The following request snaps its destination to a ferry route, and this in spite of the snap_prevention: ["ferry’] being specified, as below:
{
"points": [
[
-0.6599991971010856, 53.865326793102
],
[
0.10854351453874465,
53.57386568099809
]
],
"snap_preventions": [
"ferry"
],
"details": [
"road_class", "road_environment",
"surface"
],
"profile": "car",
"locale": "en",
"instructions": true,
"calc_points": true,
"points_encoded": false
}
What’s the best way to prevent this from happening, so that the request is snapped to the nearest road? Is a custom model as below the way to go?
custom_model: {
"priority": [{
"if": "road_environment == FERRY",
"multiply_by": "0.0"
}]
}
I checked the OSM map and there exists no connections between the destination and a ferry port, i.e no local roads (at/near the destination point) connect to a ferry route.

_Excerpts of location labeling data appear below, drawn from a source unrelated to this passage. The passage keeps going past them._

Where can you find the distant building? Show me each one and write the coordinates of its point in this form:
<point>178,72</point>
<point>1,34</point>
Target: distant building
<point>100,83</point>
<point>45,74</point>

“snap prevention” means that it tries to avoid to snap to a ferry in the first try. If it cannot find a close nearby “snap possibility” it will still snap to a ferry as otherwise the request would fail. In this case there is no “nearby” (~1km) possibility to snap (for a car).
Thank you @karussell
The 1km (haversine calculated, I suppose) limit explains it. The problem is that the less than 1km away OSM way is tagged as a service road but has limited access to cars (GMaps allows car access to the destination).
Somehow, I had to find a way to invalidate the route. EdgeIterator is the method I chose to use, by comparing the length of the ferry route returned to that of the length of the total edge… works, until there comes a time, of an amphibious car profile, and an OSM tag in which the ferry operator allows customers to just jump off a travelling ferry, and so on… 
Joke aside, again thank you. The 1km snap distance limit, that I wasn’t aware of.
The snapping area it searches is actually a “rectangle” in degrees (dependent on the latitude), which is roughly 1km² at the equator.